This project creates a data lake for US Immigration data in the year 2016. This data lake will be used for data analytics and BI purpose. Currently data is stored at S3. A data model with star schema will be designed and a ETL pipeline will be built to extract data from S3, clean up using Spark, and load back to S3 with Parquet format. And this processed data could be used to build SQL database.
The project follows the follow steps:
- Step 1: Scope the Project and Gather Data
- Step 2: Explore and Assess the Data
- Step 3: Define the Data Model
- Step 4: Run ETL to Model the Data
- Step 5: Complete Project Write Up
This project will create a data lake and clean up immigration, airport and demographics data collected from various sources, and load cleaned data back to S3 for a star schema database. This database could be used for data analyst to explore the relation among cities of US, point of entry and immigrant from different countries.
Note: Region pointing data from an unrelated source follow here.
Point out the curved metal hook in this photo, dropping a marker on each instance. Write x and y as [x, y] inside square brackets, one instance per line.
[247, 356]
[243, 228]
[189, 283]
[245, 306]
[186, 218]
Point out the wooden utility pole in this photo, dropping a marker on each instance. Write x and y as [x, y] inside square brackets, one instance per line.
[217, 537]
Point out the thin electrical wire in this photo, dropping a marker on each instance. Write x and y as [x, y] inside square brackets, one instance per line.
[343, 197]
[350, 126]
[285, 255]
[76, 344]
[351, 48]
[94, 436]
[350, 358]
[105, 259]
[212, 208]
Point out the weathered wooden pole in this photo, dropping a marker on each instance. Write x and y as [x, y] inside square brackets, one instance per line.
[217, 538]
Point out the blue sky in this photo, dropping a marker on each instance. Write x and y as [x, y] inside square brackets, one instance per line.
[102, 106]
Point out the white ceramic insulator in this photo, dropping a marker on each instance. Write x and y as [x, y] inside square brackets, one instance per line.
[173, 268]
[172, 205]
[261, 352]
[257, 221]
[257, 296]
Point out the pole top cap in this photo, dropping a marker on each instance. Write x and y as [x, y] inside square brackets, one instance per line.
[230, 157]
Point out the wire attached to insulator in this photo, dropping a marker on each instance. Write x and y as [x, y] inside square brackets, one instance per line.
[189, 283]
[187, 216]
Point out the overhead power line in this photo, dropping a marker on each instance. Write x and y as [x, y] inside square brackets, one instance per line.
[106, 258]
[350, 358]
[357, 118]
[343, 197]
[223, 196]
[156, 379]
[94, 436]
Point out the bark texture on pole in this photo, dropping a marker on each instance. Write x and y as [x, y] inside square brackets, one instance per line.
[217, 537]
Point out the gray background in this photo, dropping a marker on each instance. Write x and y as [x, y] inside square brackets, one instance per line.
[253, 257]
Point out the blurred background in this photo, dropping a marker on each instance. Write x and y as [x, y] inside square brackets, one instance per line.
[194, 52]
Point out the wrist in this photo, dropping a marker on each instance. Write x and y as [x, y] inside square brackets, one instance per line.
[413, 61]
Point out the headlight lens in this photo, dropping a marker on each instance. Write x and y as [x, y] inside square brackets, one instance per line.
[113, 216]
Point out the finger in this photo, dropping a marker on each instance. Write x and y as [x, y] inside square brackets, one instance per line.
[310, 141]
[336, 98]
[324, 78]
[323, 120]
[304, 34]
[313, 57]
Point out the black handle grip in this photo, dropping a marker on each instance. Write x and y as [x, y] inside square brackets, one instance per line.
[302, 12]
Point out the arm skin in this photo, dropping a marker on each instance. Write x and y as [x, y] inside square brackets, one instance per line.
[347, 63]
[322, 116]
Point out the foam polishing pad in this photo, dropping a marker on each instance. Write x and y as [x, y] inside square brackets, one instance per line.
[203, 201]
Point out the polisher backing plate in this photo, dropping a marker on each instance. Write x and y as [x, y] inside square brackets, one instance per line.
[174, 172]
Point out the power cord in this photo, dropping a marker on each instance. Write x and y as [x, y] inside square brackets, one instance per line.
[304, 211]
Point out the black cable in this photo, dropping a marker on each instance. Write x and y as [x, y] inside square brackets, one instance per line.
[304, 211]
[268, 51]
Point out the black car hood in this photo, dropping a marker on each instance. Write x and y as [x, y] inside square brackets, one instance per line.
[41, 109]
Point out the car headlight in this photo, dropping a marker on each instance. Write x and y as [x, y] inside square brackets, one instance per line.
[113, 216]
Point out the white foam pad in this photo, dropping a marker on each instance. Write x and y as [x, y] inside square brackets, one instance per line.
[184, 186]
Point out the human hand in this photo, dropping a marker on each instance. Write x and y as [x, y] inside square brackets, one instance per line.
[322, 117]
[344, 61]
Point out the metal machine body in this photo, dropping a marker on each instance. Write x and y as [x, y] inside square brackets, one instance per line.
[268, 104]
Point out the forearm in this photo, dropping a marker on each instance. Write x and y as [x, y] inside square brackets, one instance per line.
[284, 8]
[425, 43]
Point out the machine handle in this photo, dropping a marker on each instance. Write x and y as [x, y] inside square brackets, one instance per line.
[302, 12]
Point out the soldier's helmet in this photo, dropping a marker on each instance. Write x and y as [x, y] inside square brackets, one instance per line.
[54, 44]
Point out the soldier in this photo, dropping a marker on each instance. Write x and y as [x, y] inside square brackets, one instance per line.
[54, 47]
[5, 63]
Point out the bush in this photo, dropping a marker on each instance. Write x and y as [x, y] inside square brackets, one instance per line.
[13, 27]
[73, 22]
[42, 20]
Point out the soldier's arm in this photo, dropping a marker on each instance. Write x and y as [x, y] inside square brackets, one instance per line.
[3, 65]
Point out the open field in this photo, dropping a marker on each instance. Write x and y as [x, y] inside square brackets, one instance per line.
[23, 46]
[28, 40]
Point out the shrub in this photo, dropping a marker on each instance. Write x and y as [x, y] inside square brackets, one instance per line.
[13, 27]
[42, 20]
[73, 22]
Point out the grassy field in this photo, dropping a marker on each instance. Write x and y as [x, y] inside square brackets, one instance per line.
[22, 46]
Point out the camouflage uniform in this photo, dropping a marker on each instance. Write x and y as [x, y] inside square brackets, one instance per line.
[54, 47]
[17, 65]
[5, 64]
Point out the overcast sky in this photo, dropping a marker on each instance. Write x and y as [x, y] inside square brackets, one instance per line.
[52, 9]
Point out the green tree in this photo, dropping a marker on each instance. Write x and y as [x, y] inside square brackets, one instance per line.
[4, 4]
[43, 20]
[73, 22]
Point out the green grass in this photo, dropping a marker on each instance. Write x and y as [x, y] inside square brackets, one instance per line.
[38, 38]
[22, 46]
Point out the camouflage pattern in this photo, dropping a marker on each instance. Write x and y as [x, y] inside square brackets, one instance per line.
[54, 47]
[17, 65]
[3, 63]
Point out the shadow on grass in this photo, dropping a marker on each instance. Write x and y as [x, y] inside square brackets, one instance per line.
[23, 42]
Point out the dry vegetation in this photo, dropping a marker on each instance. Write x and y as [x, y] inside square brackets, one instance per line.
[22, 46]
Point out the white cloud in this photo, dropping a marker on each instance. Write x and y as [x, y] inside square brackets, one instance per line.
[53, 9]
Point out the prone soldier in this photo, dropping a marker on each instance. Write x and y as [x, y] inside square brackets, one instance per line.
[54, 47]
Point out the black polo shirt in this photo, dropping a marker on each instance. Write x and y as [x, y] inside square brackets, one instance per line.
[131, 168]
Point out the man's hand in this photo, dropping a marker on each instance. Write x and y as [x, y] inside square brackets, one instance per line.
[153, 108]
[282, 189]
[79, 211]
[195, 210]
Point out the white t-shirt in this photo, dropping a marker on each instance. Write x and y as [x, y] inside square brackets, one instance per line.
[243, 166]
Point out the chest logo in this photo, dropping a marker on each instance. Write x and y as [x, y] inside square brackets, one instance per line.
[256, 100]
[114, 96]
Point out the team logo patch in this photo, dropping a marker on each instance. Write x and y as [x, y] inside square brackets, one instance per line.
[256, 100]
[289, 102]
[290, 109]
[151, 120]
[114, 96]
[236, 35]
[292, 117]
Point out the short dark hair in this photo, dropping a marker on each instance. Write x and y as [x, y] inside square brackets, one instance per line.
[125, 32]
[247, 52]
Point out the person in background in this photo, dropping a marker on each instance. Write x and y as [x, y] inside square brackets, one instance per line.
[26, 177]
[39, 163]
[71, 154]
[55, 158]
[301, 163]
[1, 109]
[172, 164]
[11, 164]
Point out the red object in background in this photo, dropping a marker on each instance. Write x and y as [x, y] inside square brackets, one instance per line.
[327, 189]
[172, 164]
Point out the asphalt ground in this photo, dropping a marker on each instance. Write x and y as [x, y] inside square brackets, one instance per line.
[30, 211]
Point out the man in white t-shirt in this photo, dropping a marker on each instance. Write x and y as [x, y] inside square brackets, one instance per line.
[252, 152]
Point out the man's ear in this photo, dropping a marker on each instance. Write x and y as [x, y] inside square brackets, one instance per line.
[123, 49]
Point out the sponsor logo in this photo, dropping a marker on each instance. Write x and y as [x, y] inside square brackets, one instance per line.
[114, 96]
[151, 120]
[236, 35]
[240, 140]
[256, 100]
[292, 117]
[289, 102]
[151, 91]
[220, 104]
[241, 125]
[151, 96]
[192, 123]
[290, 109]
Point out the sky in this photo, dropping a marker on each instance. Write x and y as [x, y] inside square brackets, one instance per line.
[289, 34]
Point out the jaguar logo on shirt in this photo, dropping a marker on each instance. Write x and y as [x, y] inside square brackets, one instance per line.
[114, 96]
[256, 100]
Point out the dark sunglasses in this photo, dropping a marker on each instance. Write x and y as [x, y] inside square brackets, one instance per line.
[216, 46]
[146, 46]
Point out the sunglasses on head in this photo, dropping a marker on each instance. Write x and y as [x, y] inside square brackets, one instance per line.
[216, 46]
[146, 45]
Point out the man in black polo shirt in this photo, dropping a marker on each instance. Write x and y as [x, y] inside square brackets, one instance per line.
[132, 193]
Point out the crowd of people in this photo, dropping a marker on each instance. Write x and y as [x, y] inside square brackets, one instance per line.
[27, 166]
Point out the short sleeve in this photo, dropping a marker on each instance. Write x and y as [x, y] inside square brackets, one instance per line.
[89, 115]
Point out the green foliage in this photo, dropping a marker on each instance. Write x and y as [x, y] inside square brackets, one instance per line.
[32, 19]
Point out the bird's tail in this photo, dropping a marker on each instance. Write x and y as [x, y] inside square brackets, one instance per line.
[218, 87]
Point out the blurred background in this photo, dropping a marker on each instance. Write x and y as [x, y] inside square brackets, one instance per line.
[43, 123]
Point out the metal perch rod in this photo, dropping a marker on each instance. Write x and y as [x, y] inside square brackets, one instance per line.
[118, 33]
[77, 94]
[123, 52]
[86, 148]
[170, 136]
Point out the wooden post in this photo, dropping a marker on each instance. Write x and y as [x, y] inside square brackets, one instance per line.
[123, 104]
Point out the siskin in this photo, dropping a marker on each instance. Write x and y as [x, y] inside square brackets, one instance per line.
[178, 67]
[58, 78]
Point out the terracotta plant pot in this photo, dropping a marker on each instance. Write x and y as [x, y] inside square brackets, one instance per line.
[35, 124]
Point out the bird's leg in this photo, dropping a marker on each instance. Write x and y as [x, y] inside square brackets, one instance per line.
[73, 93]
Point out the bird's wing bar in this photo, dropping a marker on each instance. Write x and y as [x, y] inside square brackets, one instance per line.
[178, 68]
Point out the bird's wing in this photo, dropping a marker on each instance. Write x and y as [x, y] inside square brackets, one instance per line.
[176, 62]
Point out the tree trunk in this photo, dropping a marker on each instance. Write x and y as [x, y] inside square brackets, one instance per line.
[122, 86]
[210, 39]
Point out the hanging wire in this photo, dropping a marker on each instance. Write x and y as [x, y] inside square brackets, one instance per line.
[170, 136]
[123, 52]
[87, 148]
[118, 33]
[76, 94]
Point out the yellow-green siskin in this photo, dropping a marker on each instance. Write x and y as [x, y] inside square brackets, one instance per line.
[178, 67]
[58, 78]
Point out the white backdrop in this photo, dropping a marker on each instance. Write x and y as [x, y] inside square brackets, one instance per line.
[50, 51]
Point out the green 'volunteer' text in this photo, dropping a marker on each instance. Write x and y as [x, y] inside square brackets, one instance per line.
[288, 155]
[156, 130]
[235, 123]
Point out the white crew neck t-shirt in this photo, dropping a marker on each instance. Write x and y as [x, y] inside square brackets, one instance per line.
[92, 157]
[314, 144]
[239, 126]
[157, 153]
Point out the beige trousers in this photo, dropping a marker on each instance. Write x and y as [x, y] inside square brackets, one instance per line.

The main tools used in this project are Python, Pandas, Pyspark, SQL, S3, Airflow and Redshift.
-
I94 Immigration Data: This data comes from the US National Tourism and Trade Office.
-
Description:
Detailed description can be found at I94_SAS_Labels_Descriptions.SAS. This file contains descriptions for the I94 meta data. This data contains 12 files for 12 months immigration data in 2016. Each file with the size of 500Mb and roughly has 3 million rows. -
Sample:
-
cicid | i94yr | i94mon | i94cit | i94res | i94port | arrdate | i94mode | i94addr | depdate | i94bir | i94visa | count | dtadfile | visapost | occup | entdepa | entdepd | entdepu | matflag | biryear | dtaddto | gender | insnum | airline | admnum | fltno | visatype | |
---|---|---|---|---|---|---|---|---|---|---|---|---|---|---|---|---|---|---|---|---|---|---|---|---|---|---|---|---|
1397736 | 2.86358e+06 | 2016 | 4 | 689 | 689 | MIA | 20559 | 1 | FL | 20569 | 10 | 2 | 1 | 20160415 | SPL | nan | G | O | nan | M | 2006 | 10142016 | F | nan | JJ | 9.36397e+10 | 08094 | B2 |
997880 | 2.03818e+06 | 2016 | 4 | 245 | 245 | SFR | 20555 | 1 | CA | 20570 | 50 | 2 | 1 | 20160411 | SHG | nan | G | O | nan | M | 1966 | 10102016 | F | nan | MU | 9.32671e+10 | 00589 | B2 |
- U.S. City Demographic Data
- Description: This dataset contains information about the demographics of all US cities and census-designated places with a population greater or equal to 65,000. This data comes from the US Census Bureau's 2015 American Community Survey.
- Sample:
City | State | Median Age | Male Population | Female Population | Total Population | Number of Veterans | Foreign-born | Average Household Size | State Code | Race | Count | |
---|---|---|---|---|---|---|---|---|---|---|---|---|
629 | Arden-Arcade | California | 41.5 | 47596 | 48680 | 96276 | 6511 | 13458 | 2.18 | CA | White | 69369 |
1438 | Edmond | Oklahoma | 32.5 | 45191 | 44899 | 90090 | 5006 | 5585 |
-
- Description: This is a simple table of airport codes and corresponding cities.
- Sample
ident | type | name | elevation_ft | continent | iso_country | iso_region | municipality | gps_code | iata_code | local_code | coordinates | |
---|---|---|---|---|---|---|---|---|---|---|---|---|
1613 | 16Z | seaplane_base | Mc Grath Seaplane Base | 325 | nan | US | US-AK | Mcgrath | 16Z | nan | 16Z | -155.593002319, 62.9580001831 |
10090 | 9NC7 | small_airport | Willow Creek Airport | 572 | nan | US | US-NC | Mt Pleasant | 9NC7 | nan | 9NC7 | -80.44000244140625, 35.36970138549805 |
-
- Description: ISO 3166-1-alpha-2 English country names and code elements. This list states the country names (official short names in English) in alphabetical order as given in ISO 3166-1 and the corresponding ISO 3166-1-alpha-2 code elements. [ISO 3166-1].
- Sample
Name | Code | |
---|---|---|
0 | Afghanistan | AF |
1 | Åland Islands | AX |
Identify data quality issues, like missing values, duplicate data, etc.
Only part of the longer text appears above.